Выбрать главу

Процесс вбивания в Рим династической идеи проводился Августом, как любимое дело, с обычной ему последовательной осторожностью, чтобы не перепугать общественного мнения откровенным насилием власти могущественной, но новой, непривычной и, быть может, непрочной, над народовластными традициями призрачной республики. Август умер, обеспечив роду своему, что государи римской республики будут избираться из фамилии Цезарей, но не посмев и заикнуться о наследственном преемстве верховной власти. А из последующих Цезарей ни один не был способен продолжить Августов труд по укреплению династического начала. Ядовитый умница Тиберий просто не хотел, потому что терпеть не мог всю свою фамилию и истреблял ее, как только мог. Калигула, наоборот, фамилию свою слишком любил, но он был сумасшедший и скоро погиб жертвою заговора Кассия Хереи. Династические заботы, внушенные Клавдию вольноотпущенниками после убийства Мессалины, повели только к тому, что, когда Клавдий был отравлен, власть досталась не сыну его Британику, а приемышу Нерону, урожденному Л. Домицию Аэнобарбу. И последний, наконец, окончательно позаботился, чтобы Августовой крови ни капли не осталось на свете; передушил и перерезал все остатнее потомство первого императора, включая и самого себя. Казалось бы, в Нероне умер последний Цезарь, последний Август. Однако, первое, что делает на прахе павшей династии новоизбранная торжествующая династия, — спешит связаться со старой, разрушенной, обесславленной, узурпируя ее фамилию, как титул законной власти, а имя ее основателя, как священную прерогативу.

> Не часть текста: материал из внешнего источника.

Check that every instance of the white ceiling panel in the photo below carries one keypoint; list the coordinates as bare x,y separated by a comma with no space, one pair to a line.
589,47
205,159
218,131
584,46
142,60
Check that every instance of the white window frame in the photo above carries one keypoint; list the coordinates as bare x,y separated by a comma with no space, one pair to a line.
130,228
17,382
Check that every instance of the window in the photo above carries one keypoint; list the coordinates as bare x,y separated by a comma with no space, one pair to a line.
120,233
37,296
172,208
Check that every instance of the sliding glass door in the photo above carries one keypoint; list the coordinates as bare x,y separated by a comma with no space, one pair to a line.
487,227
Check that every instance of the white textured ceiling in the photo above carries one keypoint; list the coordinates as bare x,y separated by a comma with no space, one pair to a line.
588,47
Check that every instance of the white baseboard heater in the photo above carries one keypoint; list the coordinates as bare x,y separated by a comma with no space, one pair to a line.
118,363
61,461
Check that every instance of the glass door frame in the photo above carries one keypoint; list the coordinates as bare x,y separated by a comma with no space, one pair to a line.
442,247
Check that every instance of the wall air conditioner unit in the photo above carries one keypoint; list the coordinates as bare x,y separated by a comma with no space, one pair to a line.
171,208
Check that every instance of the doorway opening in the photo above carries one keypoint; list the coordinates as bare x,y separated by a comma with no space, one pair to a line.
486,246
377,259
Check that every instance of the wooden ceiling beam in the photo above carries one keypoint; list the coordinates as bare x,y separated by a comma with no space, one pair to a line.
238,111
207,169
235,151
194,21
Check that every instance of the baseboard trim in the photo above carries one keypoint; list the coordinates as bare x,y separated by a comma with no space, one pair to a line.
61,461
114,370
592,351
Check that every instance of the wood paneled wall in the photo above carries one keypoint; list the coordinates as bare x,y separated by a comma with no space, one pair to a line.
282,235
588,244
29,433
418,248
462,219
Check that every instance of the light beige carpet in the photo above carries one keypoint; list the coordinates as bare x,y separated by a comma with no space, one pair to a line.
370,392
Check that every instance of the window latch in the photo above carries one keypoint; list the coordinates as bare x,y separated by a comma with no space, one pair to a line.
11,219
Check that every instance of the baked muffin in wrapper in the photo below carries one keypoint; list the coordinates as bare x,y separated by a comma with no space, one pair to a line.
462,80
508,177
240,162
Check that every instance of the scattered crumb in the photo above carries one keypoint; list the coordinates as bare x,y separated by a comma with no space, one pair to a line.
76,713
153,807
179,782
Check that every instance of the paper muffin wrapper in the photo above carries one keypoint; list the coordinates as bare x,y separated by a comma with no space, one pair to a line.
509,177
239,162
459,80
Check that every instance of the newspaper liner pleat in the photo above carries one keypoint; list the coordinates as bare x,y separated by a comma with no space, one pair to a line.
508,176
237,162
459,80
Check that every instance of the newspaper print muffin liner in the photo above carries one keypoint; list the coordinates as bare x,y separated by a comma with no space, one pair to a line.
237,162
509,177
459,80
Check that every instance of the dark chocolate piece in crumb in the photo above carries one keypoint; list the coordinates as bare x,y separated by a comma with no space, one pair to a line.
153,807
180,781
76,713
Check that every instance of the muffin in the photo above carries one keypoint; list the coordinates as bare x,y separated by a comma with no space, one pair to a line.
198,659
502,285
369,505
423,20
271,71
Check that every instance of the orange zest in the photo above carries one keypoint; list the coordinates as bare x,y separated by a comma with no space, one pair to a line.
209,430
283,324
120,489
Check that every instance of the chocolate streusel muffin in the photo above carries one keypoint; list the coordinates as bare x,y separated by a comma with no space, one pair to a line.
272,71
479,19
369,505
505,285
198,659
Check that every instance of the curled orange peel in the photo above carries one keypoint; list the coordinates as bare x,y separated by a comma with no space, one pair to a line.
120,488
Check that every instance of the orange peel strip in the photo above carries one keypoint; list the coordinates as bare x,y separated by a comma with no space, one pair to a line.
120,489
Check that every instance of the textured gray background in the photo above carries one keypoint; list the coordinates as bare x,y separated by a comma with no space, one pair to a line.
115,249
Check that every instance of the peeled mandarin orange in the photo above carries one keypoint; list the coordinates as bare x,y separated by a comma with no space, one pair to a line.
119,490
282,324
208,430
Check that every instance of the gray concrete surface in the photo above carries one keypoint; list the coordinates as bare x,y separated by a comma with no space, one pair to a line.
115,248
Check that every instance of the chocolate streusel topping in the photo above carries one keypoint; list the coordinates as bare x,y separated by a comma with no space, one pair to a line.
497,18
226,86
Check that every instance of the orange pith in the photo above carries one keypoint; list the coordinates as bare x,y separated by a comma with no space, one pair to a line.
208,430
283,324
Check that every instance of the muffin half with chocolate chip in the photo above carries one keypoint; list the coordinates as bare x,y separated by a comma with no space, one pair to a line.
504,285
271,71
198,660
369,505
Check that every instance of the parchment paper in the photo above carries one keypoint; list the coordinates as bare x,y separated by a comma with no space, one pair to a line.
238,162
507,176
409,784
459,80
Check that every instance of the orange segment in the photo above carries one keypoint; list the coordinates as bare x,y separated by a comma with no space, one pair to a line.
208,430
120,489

Разгадка такого цепляния новой любимой династии за старую ненавистную скрывается во многих причинах, но, главным образом, в той связи фамилии Цезарей с народной религией, которую успел установить Август за 45 лет своего безусловного главенства над римскою республикою, в искусно привитой народам империи привычке почитать Цезарей родом, призванным к власти провиденциально или, как впоследствии создалась формула самодержавия, — «Божьей милостью». В числе многих других своих социальных строительств, Август почитается также восстановителем древней римской религии. В действительности, и здесь над ним тяготела обычная судьба его учреждений: он восстанавливал формы и обряды, но разрушал суть, вводя в религию, в качестве центральной опоры, совершенно нерелигиозное начало — политическую дисциплину пресловутого «императорского культа».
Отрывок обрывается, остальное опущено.